Question de Karine Lalieux à Elke Sleurs, secrétaire d'État à la Politique scientifique, sur le budget de la politique scientifique

Monsieur le président,

madame la secrétaire d'État,

chers collègues,

 

je voudrais rappeler rapidement les coupes budgétaires annoncées: 12 % d'économies sur le personnel, 20 % sur les frais de fonctionnement, 30 % sur les investissements dans les établissements scientifiques et culturels, 16,5 % de diminution de subsides à l'Opéra royal de la Monnaie. Madame la secrétaire d'État, nous assistons à un double assassinat! Vous réduisez violemment le budget des institutions, ce qui empêchera toute ambition et tout rayonnement au niveau international, tant au niveau scientifique que culturel. Vous les étouffez sciemment! De plus, vous vous attaquez aux structures. L'autonomisation annoncée ne répond à aucune rationalité économique. Pire, elle empêchera toute synergie et mènera à un fonctionnement beaucoup plus coûteux de chacune de ces institutions.

 

Nous assistons ici au démantèlement planifié et réfléchi de toute la politique scientifique et culturelle belge fédérale!

 

Je peux comprendre qu'un parti séparatiste s'attaque aux institutions qui font rayonner la Belgique. Je peux comprendre qu'un parti séparatiste s'en prenne à tous les symboles d'unité de cet État. Mais j'ai du mal à comprendre que ces attaques frontales soient portées par l'ensemble du gouvernement, avec un vice-premier ministre, M. Reynders – que nous interrogerons dès son retour –, qui diminue drastiquement les subventions de l'Opéra.

 

Madame la secrétaire d'État, quelle est la réalité de ces chiffres? Quelles sont vos priorités? Qu'est-ce qui va disparaître? Doit-on s'attendre à ce que nos musées ferment un jour de plus par semaine, comme au Portugal ou en Italie? Les prix de ces musées vont-ils augmenter? Envisagez-vous la communautarisation ou la fermeture de certains de nos établissements culturels et scientifiques? Enfin, quelle place donnez-vous à la culture dans cet État?

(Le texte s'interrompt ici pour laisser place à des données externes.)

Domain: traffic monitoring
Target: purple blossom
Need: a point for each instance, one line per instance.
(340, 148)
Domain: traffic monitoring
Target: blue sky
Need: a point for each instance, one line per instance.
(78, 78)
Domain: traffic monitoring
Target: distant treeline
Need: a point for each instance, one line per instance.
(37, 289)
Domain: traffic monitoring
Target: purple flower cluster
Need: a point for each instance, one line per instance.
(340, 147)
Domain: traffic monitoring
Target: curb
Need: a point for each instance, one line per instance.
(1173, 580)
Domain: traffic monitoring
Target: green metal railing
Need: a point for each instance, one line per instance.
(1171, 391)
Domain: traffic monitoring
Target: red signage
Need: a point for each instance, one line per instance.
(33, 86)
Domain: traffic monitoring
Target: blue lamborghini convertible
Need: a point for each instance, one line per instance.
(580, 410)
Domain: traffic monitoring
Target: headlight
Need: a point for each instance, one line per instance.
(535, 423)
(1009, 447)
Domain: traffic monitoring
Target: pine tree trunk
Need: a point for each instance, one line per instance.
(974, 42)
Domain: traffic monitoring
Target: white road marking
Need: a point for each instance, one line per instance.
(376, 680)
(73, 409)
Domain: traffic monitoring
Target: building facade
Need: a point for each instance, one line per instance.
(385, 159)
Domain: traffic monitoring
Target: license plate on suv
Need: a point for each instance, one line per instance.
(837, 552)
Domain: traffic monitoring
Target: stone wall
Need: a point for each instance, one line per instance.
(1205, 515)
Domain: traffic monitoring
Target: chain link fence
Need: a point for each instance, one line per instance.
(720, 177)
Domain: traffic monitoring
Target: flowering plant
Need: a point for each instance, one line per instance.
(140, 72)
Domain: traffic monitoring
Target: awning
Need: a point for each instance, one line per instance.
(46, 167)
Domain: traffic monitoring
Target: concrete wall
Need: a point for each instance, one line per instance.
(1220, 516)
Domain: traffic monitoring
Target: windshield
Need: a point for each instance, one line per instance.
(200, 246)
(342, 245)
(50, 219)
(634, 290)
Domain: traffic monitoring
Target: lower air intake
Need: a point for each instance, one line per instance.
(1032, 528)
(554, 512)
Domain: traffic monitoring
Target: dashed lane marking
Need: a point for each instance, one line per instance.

Réponse de Elke Sleurs, secrétaire d'Etat à la Politique scientifique

La politique scientifique couvre un domaine extrêmement varié. Celui-ci comporte la

recherche scientifique fondamentale et appliquée, ainsi que des institutions comme la Cinématèque Royale de Belgique, le musée René Magritte et le Musée de l'Iguanodon. L'astronautique, l'IRM et la recherche dans l'Antarctique sont aussi de ma compétence.

 

Les trois institutions culturelles fédérales – Bozar, l'Orchestre National de Belgique et la Monnaie – sont de la compétence du ministre Reynders.

 

L'accord de gouvernement est très clair en ce qui concerne la politique scientifique. Il

constitue une excellente base pour définir à brève échéance une vision politique reposant sur un soubassement solide.

 

Avec le gouvernement, j'estime primordial de continuer à financer la recherche fondamentale. Le prix Nobel de François Englert rappelle la nécessité de soutenir davantage la recherche fondamentale.

 

Pour rencontrer les objectifs européens en matière de Research and Development et d'innovations, le gouvernement envisage une meilleure concordance politique vis-à-vis des Régions. Nous réaliserons un inventaire des aides, primes et subsides fédéraux consacrés à la recherche, pour identifier les opportunités et les complémentarités possibles. On pérennisera aussi la dispense de précompte professionnel pour les chercheurs.

 

Sur la base d’une politique scientifique bien charpentée, il est parfaitement possible d’amorcer une dynamique passant par une coopération internationale performante.

 

En matière de personnel, de fonctionnement et d’investissements, la Politique scientifique est soumise au même régime d’économies que les autres services publics fédéraux.

 

J’étudierai comment, par le biais d’une coopération maximale dans le domaine de la politique scientifique, créer des synergies et générer des gains d’efficacité.

 

Je tiens à nuancer les informations diffusées par les médias. Inutile de semer la panique. Des exceptions sont en effet prévues, par exemple pour les pôles d’attraction interuniversitaires, le programme Airbus et certains contrats R&D. À la

suite des décisions d’économies prises par le précédent gouvernement, 10 millions d’euros de dépenses sont bloqués au budget du SPP Politique scientifique.

 

La structure de la politique scientifique sera modernisée et harmonisée pour s'adapter aux standards d'aujourd'hui.